Probability – Thoughts to Deep Learning by Goodfellow et Al.
About probability and why we need it in ML.
The book Deep Learning by Goodfellow et al in chapter 3.1, three arguments for probability in computer science especially machine learning are listed. According to the text, these arguments are summarized or inspired by Pearl (1988).
The first argumnt is that there exists inherent stochasticity. As an example quantum mechanics is brought up. Other examples are theoretical scenarios that are postulated to be random like card games with perfectly shuffled card decks.
The second is „incomplete observability“. The authors say that even a deterministic system can be stochastic if not all variables are observed/measured. For example the Monty Hall problem. The authors add that this problem can be pure deterministic from the contestants point of view.

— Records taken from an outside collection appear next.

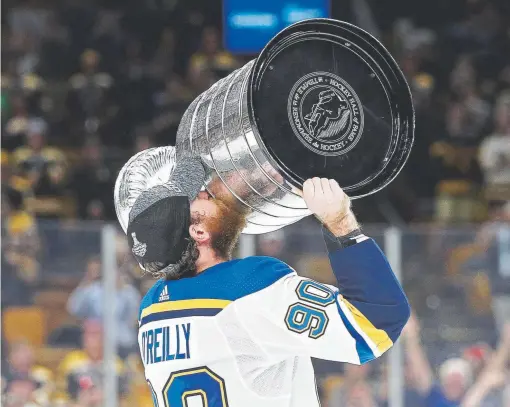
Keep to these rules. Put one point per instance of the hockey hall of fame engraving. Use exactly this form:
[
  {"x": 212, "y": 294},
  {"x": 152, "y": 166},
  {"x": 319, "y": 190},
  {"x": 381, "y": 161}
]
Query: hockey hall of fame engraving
[{"x": 325, "y": 113}]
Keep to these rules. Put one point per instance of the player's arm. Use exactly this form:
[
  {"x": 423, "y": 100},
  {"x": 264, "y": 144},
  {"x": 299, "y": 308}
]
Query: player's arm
[{"x": 355, "y": 322}]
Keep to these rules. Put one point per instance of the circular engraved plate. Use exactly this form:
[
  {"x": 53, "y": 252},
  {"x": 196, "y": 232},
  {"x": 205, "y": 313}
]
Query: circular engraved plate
[
  {"x": 325, "y": 113},
  {"x": 326, "y": 99}
]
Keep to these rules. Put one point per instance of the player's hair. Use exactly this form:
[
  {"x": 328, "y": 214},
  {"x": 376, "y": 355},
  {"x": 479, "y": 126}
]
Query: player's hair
[{"x": 185, "y": 267}]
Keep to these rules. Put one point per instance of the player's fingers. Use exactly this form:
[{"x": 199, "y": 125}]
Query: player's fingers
[
  {"x": 309, "y": 189},
  {"x": 297, "y": 191},
  {"x": 317, "y": 185},
  {"x": 326, "y": 189},
  {"x": 335, "y": 188}
]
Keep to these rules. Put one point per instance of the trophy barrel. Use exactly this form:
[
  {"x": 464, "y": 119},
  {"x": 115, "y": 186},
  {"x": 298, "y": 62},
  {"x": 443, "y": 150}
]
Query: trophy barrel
[
  {"x": 326, "y": 99},
  {"x": 323, "y": 99}
]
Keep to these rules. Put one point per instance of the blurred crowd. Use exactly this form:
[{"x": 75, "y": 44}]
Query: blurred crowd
[{"x": 87, "y": 84}]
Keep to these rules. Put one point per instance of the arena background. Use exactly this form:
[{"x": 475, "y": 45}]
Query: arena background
[{"x": 86, "y": 84}]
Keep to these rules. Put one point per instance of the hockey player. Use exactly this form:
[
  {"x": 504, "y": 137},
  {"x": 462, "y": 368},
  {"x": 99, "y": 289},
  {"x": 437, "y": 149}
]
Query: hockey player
[{"x": 217, "y": 332}]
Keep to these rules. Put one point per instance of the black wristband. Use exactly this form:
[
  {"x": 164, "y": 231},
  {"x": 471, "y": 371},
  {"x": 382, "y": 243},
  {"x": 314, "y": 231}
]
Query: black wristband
[{"x": 341, "y": 242}]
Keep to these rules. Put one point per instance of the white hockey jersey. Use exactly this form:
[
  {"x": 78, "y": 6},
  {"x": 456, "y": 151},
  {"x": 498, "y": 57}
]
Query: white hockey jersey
[{"x": 241, "y": 333}]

The third one is „incomplete modelling“. Which can occur when we don’t have enough information for a complete model.
In my opinion argument number one is just a good example for a case of two and three.
If we could create a perfect model of subatomic particles and if we could observe every aspect of them, we should be able to predict their behaviour.

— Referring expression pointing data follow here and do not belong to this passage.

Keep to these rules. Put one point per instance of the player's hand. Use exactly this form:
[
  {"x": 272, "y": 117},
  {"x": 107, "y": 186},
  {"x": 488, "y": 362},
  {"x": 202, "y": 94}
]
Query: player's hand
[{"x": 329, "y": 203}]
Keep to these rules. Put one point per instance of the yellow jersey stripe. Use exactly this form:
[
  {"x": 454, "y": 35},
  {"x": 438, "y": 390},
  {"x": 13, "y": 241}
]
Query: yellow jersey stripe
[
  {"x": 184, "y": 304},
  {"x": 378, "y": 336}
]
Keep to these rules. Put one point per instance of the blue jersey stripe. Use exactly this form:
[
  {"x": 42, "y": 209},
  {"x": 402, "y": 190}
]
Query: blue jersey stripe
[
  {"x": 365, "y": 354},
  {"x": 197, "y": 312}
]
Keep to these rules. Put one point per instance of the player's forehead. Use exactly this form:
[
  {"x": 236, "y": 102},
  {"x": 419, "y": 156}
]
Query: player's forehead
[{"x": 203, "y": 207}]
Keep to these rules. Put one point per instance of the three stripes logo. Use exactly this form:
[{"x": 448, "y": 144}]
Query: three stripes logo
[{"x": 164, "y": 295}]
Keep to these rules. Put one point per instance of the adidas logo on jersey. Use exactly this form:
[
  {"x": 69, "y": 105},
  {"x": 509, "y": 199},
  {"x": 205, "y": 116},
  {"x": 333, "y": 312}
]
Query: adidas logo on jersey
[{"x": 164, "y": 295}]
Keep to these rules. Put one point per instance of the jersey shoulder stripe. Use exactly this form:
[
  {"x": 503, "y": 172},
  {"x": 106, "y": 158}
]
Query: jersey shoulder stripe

This is of course not possible today. But in theory, when there is no randomness in reality like J. Schmidhuber states in one of his puplications on his website that there exists no randomness. When we think about this, argument one is just an example for argument two or three.
In the end probability is just an artificial construct or a tool to help build generic models which are forced to learn abstract representations because no model would ever be able to gather all observations on a subatomic level.